The European Parliament's ENVI committee on 4 May 2026 held exchanges with Commissioners Várhelyi and Hoekstra on the MFF's climate and environmental impact, revealing splits on ambition, conditionality, and implementation. Várhelyi defended simplification in food safety, biotech, and animal welfare, but faced pushback from Gerben-Jan Gerbrandy (Renew), Martin Häusling (Greens/EFA), and Christophe Clergeau (S&D), who argued that the omnibus weakened precaution and traceability. On imports, Esther Herranz García (EPP), Barbara Bonte (PfE), and Sander Smit (ECR) demanded stronger border controls, while Várhelyi cited new audits and AI tools.

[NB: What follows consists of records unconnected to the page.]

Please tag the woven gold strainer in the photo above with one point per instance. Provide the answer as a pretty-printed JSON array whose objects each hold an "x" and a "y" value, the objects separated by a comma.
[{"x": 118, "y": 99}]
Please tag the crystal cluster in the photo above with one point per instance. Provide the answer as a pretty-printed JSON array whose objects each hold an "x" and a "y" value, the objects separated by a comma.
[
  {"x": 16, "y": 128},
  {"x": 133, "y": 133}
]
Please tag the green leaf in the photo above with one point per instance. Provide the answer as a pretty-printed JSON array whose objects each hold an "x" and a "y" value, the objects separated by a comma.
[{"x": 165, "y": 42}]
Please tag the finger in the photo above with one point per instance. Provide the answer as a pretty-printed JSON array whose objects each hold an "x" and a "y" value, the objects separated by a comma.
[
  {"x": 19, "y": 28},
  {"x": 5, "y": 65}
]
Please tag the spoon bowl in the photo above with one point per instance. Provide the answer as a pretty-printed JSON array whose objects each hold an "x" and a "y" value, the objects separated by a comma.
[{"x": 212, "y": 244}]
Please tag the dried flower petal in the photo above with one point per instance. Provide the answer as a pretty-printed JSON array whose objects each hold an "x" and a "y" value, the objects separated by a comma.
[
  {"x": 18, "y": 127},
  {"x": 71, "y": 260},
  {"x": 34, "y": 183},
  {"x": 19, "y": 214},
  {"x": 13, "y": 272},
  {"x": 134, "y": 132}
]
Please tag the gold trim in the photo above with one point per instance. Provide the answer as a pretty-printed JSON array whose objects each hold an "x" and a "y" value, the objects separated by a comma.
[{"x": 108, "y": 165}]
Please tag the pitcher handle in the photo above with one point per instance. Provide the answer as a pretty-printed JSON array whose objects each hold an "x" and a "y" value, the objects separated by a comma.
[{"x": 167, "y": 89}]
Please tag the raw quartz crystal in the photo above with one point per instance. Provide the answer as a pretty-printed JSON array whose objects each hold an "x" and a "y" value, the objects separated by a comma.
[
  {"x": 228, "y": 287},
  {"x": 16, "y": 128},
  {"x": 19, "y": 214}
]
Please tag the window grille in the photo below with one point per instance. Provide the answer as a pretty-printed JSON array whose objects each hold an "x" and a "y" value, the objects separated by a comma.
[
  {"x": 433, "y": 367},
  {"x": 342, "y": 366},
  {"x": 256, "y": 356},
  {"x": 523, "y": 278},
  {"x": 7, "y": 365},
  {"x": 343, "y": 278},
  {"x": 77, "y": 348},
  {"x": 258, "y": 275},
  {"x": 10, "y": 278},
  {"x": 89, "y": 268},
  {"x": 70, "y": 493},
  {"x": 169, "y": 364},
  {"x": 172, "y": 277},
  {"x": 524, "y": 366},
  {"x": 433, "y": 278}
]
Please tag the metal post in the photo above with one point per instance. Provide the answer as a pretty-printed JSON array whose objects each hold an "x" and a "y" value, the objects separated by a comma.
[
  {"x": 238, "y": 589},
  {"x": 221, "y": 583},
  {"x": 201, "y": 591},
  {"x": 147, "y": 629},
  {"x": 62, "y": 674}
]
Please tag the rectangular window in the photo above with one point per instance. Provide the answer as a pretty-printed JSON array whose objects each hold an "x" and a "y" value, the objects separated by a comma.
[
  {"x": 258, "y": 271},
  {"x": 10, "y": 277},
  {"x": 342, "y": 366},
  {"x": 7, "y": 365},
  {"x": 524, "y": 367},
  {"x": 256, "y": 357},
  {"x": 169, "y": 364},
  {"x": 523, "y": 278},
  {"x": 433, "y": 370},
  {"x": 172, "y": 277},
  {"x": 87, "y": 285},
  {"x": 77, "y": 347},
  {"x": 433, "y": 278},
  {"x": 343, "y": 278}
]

Hoekstra defended the ETS as central to decarbonisation, but Peter Liese (EPP) sought more flexibility for industry, Mohammed Chahim (S&D) insisted on conditional free allowances, and Michael Bloss (Greens/EFA) questioned alignment with the 2040 target. On electrification, Lena Schilling (Greens/EFA) pressed for separate fossil and biogenic targets, while Alexandr Vondra (ECR) criticised nuclear taxonomy and coal restrictions.
On the MFF, Daniel Rosskamp (DG BUDG) defended the 35% climate target and coefficient tracking, but Rasmus Nordqvist (Greens/EFA) and Jonas Sjöstedt (The Left) demanded 50% with 10% for biodiversity. Study presenters Jeanette Benschop and Robert Williams (Dynamix) warned that the MFF lowers relative ambition and weakens biodiversity safeguards, especially by absorbing LIFE.
Consensus emerged on stronger border controls, ETS centrality, and clearer green spending tracking, but divergences persisted on ambition, conditionality, and implementation. Next steps: ETS review on 15 July, ENVI opinion vote on 14 July, BUDG/CONT votes in October.